Confederate Truths: Documents of the Confederate & Neo-Confederate Tradition from 1787 to the Present.

"Confederate Veteran" article that African Americans are not citizens and should be shipped back to Africa.

Confederate Veteran article that African Americans are not citizens and should be shipped back to Africa.

Confederate Veteran, Vol. 33 No. 3, March 1925, page 116. The Confederate Veteran was the official publication of the United Confederate Veterans, United Daughters of the Confederacy, Confederated Southern Memorial Association, and the Sons of Confederate Veterans.

NEGROES NOT CITIZENS.

Nation­wide interest has been aroused by a suit, filed in the Federal District Court of New Orleans, which seeks to enjoin Walter E. Cohen, negro comptroller of customs of that port, from exercising the duties of his office. The suit attacks the validity of the Fourteenth Amendment to the Constitution as applied to negroes, and the bill alleges that Cohen is not a citizen of this country, but is "a person of African blood and descent, and is inherently incapable of being a citizen of the United States."

H. Edwin Bolte, an attorney of Washington, D. C., in whose name the suit is brought, declares that the grounds upon which it is based have never been decided by the courts; that three-fourths of the States did not ratify the amendment, nor was it adopted by the required two-thirds of both houses of Congress; and he alleges that eleven States of the Union at the time of the adoption of the resolution culminating in the alleged Article XIV were unconstitutionally deprived of the equal suffrage in the Senate; that these States were by coercion forced to ratify it, and that Congress did, without power or authority, declare said amendment to the Constitution adopted as a part of the Constitution.

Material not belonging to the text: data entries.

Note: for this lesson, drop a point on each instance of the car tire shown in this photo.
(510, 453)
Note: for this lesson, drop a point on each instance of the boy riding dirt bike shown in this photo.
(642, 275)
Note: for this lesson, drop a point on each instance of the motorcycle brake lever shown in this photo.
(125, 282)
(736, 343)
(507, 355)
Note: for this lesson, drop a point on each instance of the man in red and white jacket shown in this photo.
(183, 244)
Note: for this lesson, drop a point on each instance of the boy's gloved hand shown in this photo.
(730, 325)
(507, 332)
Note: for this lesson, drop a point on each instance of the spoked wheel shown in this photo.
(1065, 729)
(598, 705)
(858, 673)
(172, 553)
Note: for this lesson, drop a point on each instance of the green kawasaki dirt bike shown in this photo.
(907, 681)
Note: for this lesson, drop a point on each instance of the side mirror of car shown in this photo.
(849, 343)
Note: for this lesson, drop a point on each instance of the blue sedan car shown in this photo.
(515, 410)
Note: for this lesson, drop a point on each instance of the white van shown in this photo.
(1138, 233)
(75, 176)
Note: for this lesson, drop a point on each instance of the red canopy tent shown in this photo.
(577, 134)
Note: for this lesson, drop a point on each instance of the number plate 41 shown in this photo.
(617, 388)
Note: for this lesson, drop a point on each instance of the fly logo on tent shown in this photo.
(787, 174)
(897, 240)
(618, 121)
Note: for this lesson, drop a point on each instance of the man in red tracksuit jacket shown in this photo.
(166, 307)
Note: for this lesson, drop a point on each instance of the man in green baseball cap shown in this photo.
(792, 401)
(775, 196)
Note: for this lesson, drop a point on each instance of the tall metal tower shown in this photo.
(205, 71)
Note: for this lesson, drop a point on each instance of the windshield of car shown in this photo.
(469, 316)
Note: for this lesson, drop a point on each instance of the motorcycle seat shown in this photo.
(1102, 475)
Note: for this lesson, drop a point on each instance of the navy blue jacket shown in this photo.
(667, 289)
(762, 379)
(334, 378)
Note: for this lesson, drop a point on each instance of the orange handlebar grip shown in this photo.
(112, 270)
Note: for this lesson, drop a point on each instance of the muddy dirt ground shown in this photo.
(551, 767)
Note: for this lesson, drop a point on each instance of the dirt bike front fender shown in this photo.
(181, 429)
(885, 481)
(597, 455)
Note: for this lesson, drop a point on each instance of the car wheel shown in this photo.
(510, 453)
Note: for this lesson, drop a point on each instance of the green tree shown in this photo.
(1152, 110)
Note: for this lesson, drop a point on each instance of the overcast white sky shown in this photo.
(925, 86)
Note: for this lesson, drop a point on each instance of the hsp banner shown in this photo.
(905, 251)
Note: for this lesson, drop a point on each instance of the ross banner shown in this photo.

African slavery in the United States was an intolerable institution—but it is unquestionable that a serious error was committed when suffrage was conferred upon negroes. Without in any way disparaging the various good qualities of the colored people, they are fundamentally unfitted for citizenship in this country, where the insurmountable barrier of race forever prevents them from assimilating, and to which they were wrongfully imported in the first instance as slaves.

The true solution of the negro problem lies in rectifying the original mistake by returning the negroes to their homeland of Africa, with government protection and assistance, and encouraging them there to set up their own state and government, under whose aegis they can work out their own salvation and enjoy institutions fitted to their nature and present stage of development.—American Standard.